The Art of Parties: Downtown New York Cultural Scenes, 1978-1983

Kristen Galvin
Visual Studies
UC Irvine


This dissertation argues that Downtown scenes—across broadcast, nightlife, and academic spaces—are crucial to the shift between 1970s cultural pluralism and constructions of 1980s postmodernism. This project examines three different case studies as representative of Downtown scenes: Glenn O’Brien’s TV Party, Club 57, and The Nova Convention. TV Party, intermittently cablecast from 1978-1982, depicted a chaotic collective of subcultures by promoting variety-style musical performance on one of the first live public access programs in Manhattan. Club 57, with its energetic queer performances, theme parties, art exhibitions, and film screenings, created an “anything goes” environment that provided a vital bridge between art school and a more professionalized career.
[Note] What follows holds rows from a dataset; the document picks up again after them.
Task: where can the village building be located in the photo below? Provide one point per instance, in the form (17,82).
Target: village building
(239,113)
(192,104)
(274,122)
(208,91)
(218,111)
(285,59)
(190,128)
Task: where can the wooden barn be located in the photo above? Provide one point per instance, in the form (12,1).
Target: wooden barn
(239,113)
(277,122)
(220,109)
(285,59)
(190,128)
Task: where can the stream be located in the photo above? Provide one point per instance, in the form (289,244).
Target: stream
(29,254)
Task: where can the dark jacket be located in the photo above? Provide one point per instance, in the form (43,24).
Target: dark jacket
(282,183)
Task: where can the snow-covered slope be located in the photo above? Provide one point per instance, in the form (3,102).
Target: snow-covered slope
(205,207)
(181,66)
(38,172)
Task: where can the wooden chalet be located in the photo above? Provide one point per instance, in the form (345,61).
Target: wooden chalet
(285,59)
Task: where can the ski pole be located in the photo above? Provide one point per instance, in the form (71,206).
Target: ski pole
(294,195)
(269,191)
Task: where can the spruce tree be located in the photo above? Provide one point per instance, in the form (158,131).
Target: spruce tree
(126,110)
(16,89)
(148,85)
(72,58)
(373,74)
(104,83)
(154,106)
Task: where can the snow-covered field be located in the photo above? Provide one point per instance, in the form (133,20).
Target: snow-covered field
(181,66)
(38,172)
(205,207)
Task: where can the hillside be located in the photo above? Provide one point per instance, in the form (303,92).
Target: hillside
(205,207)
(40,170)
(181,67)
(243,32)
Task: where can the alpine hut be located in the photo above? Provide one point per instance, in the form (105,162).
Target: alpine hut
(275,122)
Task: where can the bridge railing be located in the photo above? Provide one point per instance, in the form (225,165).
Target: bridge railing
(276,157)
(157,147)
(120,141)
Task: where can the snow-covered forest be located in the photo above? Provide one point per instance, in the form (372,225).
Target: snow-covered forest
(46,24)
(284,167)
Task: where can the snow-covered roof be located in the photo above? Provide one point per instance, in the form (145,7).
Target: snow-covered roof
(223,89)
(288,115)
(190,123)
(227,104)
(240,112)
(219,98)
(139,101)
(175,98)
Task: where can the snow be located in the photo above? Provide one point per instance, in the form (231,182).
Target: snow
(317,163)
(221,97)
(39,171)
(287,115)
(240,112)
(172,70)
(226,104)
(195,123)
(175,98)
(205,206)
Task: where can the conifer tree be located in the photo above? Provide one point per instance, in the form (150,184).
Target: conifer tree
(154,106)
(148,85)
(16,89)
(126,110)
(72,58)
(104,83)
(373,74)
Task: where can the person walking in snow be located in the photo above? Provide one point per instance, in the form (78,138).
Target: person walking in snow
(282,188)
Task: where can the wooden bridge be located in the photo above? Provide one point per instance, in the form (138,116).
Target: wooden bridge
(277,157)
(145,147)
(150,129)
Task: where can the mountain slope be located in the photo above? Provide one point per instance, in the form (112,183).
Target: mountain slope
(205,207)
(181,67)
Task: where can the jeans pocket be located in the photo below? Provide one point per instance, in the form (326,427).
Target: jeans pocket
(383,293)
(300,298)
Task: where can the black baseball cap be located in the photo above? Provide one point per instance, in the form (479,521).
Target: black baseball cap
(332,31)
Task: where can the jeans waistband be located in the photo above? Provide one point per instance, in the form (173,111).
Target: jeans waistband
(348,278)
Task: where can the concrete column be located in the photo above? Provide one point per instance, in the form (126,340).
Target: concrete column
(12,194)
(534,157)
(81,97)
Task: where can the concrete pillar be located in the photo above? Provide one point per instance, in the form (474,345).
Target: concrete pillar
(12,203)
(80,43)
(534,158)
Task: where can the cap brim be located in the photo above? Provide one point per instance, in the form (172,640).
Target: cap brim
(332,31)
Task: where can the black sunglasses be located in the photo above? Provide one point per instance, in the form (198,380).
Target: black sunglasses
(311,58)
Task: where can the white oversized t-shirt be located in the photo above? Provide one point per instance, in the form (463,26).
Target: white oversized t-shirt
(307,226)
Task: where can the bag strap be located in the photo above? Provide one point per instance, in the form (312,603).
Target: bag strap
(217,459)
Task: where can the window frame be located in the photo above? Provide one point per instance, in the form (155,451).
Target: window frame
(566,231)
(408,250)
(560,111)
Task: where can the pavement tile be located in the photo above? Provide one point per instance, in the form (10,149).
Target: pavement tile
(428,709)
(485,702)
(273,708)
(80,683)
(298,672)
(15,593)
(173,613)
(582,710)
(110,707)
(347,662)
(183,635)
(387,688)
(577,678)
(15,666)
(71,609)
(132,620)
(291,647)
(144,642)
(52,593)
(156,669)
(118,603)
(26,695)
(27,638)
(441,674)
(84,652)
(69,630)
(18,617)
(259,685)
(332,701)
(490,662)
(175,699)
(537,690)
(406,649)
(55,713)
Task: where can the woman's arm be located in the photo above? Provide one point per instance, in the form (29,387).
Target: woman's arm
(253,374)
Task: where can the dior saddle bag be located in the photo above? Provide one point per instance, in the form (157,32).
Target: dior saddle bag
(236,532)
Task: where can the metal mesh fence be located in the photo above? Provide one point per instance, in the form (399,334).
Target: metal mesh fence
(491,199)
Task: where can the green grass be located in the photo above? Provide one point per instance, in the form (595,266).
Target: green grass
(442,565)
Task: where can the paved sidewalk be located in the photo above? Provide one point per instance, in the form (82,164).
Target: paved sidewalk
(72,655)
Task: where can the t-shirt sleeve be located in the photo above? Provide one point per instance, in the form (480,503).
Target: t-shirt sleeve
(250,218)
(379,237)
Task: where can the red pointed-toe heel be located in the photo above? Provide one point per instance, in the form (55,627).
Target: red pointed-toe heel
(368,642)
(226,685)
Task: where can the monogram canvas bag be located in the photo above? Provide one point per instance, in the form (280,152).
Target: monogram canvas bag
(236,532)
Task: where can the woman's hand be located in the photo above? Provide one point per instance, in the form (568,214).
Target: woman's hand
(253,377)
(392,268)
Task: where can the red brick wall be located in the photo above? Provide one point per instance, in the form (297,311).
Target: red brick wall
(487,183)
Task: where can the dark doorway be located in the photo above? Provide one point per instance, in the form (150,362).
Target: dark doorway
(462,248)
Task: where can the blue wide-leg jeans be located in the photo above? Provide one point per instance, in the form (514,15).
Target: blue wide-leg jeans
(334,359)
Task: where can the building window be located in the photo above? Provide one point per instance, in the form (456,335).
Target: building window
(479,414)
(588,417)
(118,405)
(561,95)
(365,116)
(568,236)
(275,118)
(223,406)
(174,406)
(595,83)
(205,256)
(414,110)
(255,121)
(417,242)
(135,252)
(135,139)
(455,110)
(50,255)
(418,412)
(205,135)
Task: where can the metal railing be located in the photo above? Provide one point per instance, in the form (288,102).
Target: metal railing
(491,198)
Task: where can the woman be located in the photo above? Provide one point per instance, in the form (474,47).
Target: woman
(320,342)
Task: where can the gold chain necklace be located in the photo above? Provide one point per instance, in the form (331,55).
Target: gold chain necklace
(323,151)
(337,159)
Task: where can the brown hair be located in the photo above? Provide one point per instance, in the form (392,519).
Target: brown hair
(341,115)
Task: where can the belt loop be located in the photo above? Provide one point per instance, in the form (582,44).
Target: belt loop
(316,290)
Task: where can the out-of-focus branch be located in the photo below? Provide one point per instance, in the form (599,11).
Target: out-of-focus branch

An avant-garde “who’s who” of Downtown cultural history, The Nova Convention was a mega-conference that celebrated the work of William S. Burroughs to popularize critical theory in the United States. These three vibrant scenes supported production, collaboration, networking, and publicity for underground cultures and emerging artists. Downtown scenes shared progressive politics, taste cultures, and queer world-making desires to generate and rewrite cultural systems of meaning. In contrast to existing single-medium histories of this period, this project advances party scenes as particularly productive interdisciplinary configurations, with profound cultural and intellectual impact.